Helen hated birthdays, miserable affairs, one more year towards death. Though she would've preferred death to the party the café staff had insisted on throwing for her.
An hour of dull chat, naff presents (mostly plastic keys in the shape of a 21), boring food and she was ready to leave.
Then a rather podgy, accountanty-looking old guy came in.
There was something odd about this guy, looked a bit simple, too.

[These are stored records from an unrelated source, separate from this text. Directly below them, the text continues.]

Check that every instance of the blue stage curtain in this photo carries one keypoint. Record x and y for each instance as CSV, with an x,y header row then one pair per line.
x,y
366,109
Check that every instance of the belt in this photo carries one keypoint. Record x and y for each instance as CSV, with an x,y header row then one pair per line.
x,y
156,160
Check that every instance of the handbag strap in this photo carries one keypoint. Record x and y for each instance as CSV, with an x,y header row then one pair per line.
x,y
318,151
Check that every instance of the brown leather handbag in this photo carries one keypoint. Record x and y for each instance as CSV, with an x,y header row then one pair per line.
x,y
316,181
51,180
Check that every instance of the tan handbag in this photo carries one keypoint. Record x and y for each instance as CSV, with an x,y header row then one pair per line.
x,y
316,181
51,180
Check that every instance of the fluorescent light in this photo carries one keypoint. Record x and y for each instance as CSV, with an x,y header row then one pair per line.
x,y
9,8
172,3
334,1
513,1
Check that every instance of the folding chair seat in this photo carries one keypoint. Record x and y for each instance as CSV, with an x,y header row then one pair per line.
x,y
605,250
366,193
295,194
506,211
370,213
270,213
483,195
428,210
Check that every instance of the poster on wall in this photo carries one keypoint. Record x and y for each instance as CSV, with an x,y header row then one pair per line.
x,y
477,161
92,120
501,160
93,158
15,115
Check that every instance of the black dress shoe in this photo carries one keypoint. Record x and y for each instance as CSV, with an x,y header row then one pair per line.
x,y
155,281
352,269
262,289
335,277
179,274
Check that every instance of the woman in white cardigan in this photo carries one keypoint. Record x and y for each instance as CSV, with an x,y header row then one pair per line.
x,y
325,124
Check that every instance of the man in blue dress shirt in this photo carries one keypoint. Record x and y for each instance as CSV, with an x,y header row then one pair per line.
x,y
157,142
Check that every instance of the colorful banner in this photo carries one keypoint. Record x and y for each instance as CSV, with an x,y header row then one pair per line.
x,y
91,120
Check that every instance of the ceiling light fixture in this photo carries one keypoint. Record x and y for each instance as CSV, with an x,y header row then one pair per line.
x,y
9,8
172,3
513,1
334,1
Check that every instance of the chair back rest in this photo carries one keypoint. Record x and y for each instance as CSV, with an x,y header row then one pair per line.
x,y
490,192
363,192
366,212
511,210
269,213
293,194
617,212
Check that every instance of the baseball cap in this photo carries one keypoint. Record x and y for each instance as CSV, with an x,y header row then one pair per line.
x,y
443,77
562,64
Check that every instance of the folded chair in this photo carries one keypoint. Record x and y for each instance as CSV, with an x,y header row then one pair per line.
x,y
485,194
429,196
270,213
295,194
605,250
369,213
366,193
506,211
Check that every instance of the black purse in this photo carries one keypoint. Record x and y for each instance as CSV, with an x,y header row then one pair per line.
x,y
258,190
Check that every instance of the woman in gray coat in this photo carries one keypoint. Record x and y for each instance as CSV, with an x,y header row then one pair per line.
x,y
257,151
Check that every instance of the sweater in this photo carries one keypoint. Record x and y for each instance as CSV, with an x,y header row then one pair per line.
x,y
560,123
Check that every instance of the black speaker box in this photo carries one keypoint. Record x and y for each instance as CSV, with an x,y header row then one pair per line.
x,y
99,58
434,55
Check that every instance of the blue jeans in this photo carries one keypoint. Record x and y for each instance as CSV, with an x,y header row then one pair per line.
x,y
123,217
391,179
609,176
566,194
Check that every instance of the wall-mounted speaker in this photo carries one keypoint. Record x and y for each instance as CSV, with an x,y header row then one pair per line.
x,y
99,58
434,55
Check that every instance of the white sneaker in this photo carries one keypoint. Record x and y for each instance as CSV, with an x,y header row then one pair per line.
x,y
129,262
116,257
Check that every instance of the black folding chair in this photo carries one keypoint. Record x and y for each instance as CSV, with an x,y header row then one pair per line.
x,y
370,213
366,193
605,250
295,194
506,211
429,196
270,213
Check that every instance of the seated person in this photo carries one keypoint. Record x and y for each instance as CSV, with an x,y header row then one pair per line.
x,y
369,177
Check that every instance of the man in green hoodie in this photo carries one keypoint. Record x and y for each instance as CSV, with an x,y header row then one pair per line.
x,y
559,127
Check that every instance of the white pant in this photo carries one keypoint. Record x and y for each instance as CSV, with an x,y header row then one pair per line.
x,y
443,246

He weaved his way through the dull crowd and stood gawking at her, making a fuss about trying to find a pocket, anyone would think the guy had never worn a jacket before the way he was faffing about.
She was saved by the two arty ladies who were regulars and so had been invited (poor Helen doesn't actually appear to have any real friends, she could hear the whispers).
They smiled, wished her a Happy (that's a laugh) Birthday and handed her an A2-sized parcel.
'Hope you like it, Hel, we made it ourselves!'
Oh dear. Just what every twenty-one-year-old girl dreams of, a bloody homemade scrapbook!
'Er, thanks, but you really, I mean , really shouldn't have!' She said, deadpan, 'I'll just go and put it out back, so it's safe, thanks again, erm, yes, ok…'
Once out in the kitchen, Helen flicked through the book, rubbish, arty-farty, weird and….yeuck, they'd only stuck bloody feathers in it!
With a look of pure disgust Helen opened the door of the large wood burning pizza oven and threw the scrapbook into the flames.
Bright blue flames engulfed the paper, destroying both scrapbook and the rifts in the Omniverse.
Helen snuck out the back door, she'd had enough of her party and anyway, she really didn't want to meet that strange dude who didn't know how to use a pocket!
She needn't have worried, of the strange man there was not a trace, just a black feather on the floor where he had been standing.